Oh dear another Thing that I am having trouble completing due to moving house!
Google Docs – I have played around with this a little. However I don’t need to use it at work as the document management system takes care of sharing documents internally. Personally I am not involved in any committees etc that require me to share documents. Although as I don’t have either Word or Excel on my laptop I wonder if Google Docs is something I might use instead just for me rather than sharing. I intend to have a more serious trial once I get home broadband again and retrieve my laptop from storage!
DropBox – I can’t even try this one out as it’s banned at work for security reasons!
Wikis – I have used other people’s wikis, for example Dumpling in a Hanky’s chartership wiki, however I have never needed to create my own wiki so I have never bothered. Another thing on my to list as I can see uses for a wiki at work, perhaps for sharing good practice in the team.
One day I will actually do the things on my to do list that I have added because of CPD23 ….
I’ve probably said quite enough on this blog recently with regard to participation in social media, I really have no more to say at the moment!
And as for Google+ I’ve still not got to grips with this, if you’ve found a good use for it please let me know
Here’s what I had to say about thing 12 in 2011 –
I love social networking and as I wrote a little excessively on it for Thing 6 I may already have addressed some of the questions posed in Thing 12 but I do have a few further thoughts prompted by these questions –
- are there any other advantages to social networking in the context of professional development than those already outlined above?
– I find social networking to be a great way to network for those that are a bit shy. On the internet no one sees that you are blushing, no one can hear you stutter or has to shake your sweaty hand.
- can you think of any disadvantages?
– There are all the usual concerns that you find on the internet such as “who am I really talking to?”. With professional use I still try to exercise some caution over who I connect with and how much information I give out about who I am and where I work.

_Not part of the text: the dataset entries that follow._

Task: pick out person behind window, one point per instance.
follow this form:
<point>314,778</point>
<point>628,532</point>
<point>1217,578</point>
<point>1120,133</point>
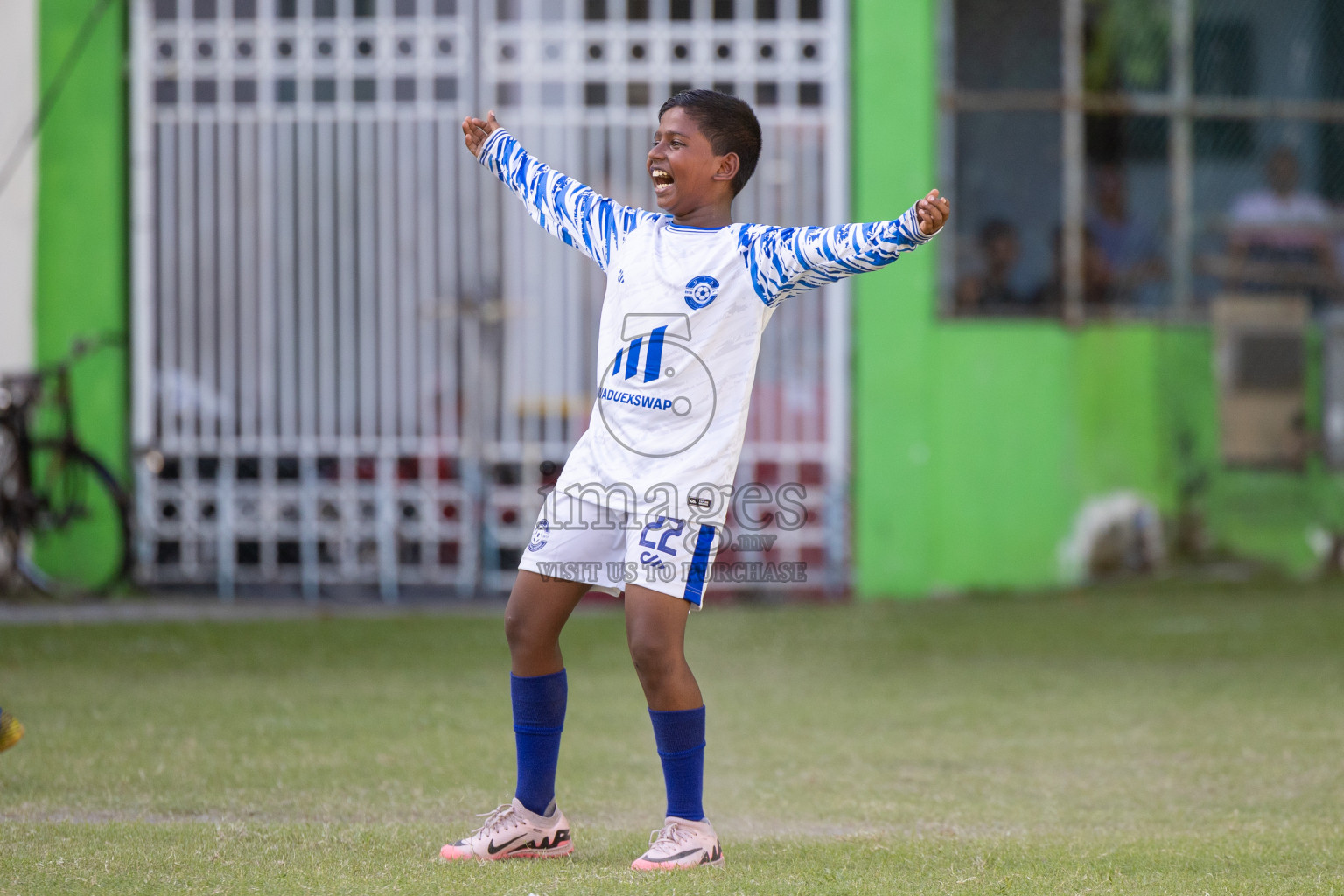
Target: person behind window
<point>1132,250</point>
<point>990,290</point>
<point>1280,240</point>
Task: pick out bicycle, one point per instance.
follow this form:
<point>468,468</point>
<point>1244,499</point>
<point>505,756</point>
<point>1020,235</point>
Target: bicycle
<point>65,519</point>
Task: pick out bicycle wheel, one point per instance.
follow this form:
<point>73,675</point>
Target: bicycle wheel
<point>80,542</point>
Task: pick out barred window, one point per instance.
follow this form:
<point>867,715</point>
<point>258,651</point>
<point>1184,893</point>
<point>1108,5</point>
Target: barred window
<point>1121,158</point>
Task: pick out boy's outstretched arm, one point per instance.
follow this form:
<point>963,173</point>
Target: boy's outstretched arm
<point>784,261</point>
<point>566,208</point>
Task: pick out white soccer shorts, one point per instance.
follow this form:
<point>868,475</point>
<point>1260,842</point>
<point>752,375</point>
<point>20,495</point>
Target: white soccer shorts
<point>582,542</point>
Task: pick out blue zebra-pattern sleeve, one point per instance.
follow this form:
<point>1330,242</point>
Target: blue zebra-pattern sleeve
<point>785,261</point>
<point>566,208</point>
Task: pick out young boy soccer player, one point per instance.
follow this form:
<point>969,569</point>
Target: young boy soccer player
<point>689,294</point>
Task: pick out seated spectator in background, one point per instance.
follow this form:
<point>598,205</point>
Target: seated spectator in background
<point>1280,238</point>
<point>990,291</point>
<point>1132,250</point>
<point>1098,291</point>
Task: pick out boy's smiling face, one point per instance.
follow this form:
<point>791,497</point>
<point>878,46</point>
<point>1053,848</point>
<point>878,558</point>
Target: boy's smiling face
<point>689,178</point>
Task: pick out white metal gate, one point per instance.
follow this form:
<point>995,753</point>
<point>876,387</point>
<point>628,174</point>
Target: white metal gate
<point>338,381</point>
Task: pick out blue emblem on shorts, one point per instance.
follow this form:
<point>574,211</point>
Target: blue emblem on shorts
<point>701,291</point>
<point>539,535</point>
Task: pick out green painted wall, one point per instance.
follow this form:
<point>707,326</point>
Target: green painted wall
<point>80,285</point>
<point>976,444</point>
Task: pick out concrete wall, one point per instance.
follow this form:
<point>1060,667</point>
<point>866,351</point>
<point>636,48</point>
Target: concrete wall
<point>18,88</point>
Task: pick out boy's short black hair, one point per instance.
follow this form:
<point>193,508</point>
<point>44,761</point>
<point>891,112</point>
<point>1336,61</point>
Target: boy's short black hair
<point>730,125</point>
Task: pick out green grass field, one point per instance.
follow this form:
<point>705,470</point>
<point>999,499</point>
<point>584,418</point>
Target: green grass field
<point>1138,740</point>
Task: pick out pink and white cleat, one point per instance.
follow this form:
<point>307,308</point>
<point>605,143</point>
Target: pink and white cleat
<point>515,832</point>
<point>682,844</point>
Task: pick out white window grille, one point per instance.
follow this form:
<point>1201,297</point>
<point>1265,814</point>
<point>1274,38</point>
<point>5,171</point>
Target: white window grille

– Networking online is not enough, if possible we must still get out there and meet with others face to face as well
- has CPD23 helped you to make contact with others that you would not have had contact with normally?
– A little, I have found a few new blogs to follow but I haven’t yet made much effort to get to know their writers
- did you already use social media for your career development before starting CPD23? Will you keep using it after the programme has finished?
– Yes and yes!
Social media really needs the social to make it work. I feel that if someone never updates their Facebook page or never tweets and never interacts with their friends or followers their presence on Facebook or twitter almost becomes stalking. I have unfollowed/unfriended some such people as I get nothing back from them. For social media to work the social part is the key, not the network or website.
What will I do next? Well at last I have access to Google+, I am a bit wary of it but as soon as I can I will take a proper look at it and decide if I want to be part of it or not.
At the moment I am not involved in professional mentoring at all, my final CILIP mentee chartered recently and I’m not intending to take on any more candidates until I resolve whether to remain in CILIP membership or not.
I mentioned last year that I’ve never had a formal librarianship mentor and this remains the case. I read someone else’s (sorry I didn’t note down who) post on Thing 11 recently suggesting that those of us further into our careers don’t really need a mentor and pondering on this I am happy to carry on without a mentor but with the excellent support given by the Scottish Law Librarians Group.
If I were to change careers (I’m not planning to) I would definitely seek out a mentor. My lovely friends are kind enough to act as mentors when I hit obstacles in my personal life so maybe I’m not too old for a mentor after all.